In the face of the continuous clinical impact of Detrozumab, the development of ADC drugs with safety potential in theory was stopped because of the influence of competition pattern. Blenrep, the first ADC therapy targeting BCMA, became the second ADC drug to experience withdrawal because of its poor efficacy in confirmatory clinical studies. These phenomena prove once again that the iterative development of innovative drugs has never been a smooth road.
Therefore, pharmaceutical companies that have the courage and courage to face the challenges of the next generation of ADC drug development may be qualified to decide what ADC will look like in the future. After 10 years of ingenuity to build the DXd technology platform, now the success has not only created a successful example of Detrozumab, but also completed the verification of the DXd technology platform, but also attracted the attention of tumor advantage MNC like AstraZeneca, and jointly developed and promoted two DXd technology products including Detrozumab. After Detrozumab, the first three Communists have put forward the idea of "next-generation/new-concept ADCs", which makes the industry full of expectations.
Of course, in order to break through the shackles of the development of ADC drugs, different companies are trying to give their own innovative answers. Generally speaking, the pioneering exploration is mainly based on the composition of ADC drugs. In the part of antibodies, the mainstream theory is still to explore tumor-specific highly expressed antigens to avoid targeting normal cells, but some companies are trying the concept of Probody to achieve selectivity through tumor-specific targeted activation of antibodies, which is expected to improve the potential of ADC drugs and expand the choice of antigens.

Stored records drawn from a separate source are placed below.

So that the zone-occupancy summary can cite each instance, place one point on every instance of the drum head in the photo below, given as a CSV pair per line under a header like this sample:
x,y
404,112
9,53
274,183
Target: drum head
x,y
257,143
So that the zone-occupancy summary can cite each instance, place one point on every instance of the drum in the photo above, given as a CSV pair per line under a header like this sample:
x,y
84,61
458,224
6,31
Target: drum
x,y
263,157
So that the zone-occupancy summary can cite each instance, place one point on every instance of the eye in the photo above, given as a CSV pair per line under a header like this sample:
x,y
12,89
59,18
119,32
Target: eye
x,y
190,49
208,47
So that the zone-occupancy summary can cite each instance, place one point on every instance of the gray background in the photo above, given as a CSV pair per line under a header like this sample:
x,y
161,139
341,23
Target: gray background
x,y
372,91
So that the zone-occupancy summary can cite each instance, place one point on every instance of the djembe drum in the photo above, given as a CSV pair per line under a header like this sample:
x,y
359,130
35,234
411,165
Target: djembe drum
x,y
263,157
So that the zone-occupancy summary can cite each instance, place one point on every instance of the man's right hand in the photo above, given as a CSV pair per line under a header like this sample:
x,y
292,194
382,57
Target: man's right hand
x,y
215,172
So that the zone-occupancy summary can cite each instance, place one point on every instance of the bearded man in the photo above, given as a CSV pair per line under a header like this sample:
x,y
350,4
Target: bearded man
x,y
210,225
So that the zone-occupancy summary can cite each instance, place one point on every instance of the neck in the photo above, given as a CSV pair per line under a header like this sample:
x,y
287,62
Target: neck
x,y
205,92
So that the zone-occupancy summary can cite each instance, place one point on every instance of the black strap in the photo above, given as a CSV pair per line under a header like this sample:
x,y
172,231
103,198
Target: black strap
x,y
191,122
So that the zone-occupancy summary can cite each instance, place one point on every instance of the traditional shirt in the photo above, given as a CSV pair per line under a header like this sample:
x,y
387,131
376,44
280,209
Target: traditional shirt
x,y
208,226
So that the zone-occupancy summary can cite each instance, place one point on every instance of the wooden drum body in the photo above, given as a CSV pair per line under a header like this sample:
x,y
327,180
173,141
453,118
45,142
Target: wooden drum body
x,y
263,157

Linker and load mainly focus on solving the toxicity problems caused by early release in the cycle, including the use of site-specific coupling, unnatural amino acid coupling, click chemistry and other techniques to form a more stable covalent coupling to avoid the separation of antibodies from Linker. Secondly, the load also has the design attempt of Probody concept, by virtue of β-glucuronidase sensitive junction, fibroblast activated protease cleavage and so on to achieve the specific release of tumor environment. In addition, the load of innovative new mechanisms such as immune activation and protein degradation is also a new territory to explore, and there is a dual-mechanism ADC design concept.
At the same time, the understanding and understanding of ADC are also improving, and it is not impossible for ADC drug load to be released outside the tumor cells. However, these innovative explorations are still in the early stage of research, and more technological innovations and concepts of the ADC track in the future need to be proved by clinical concepts.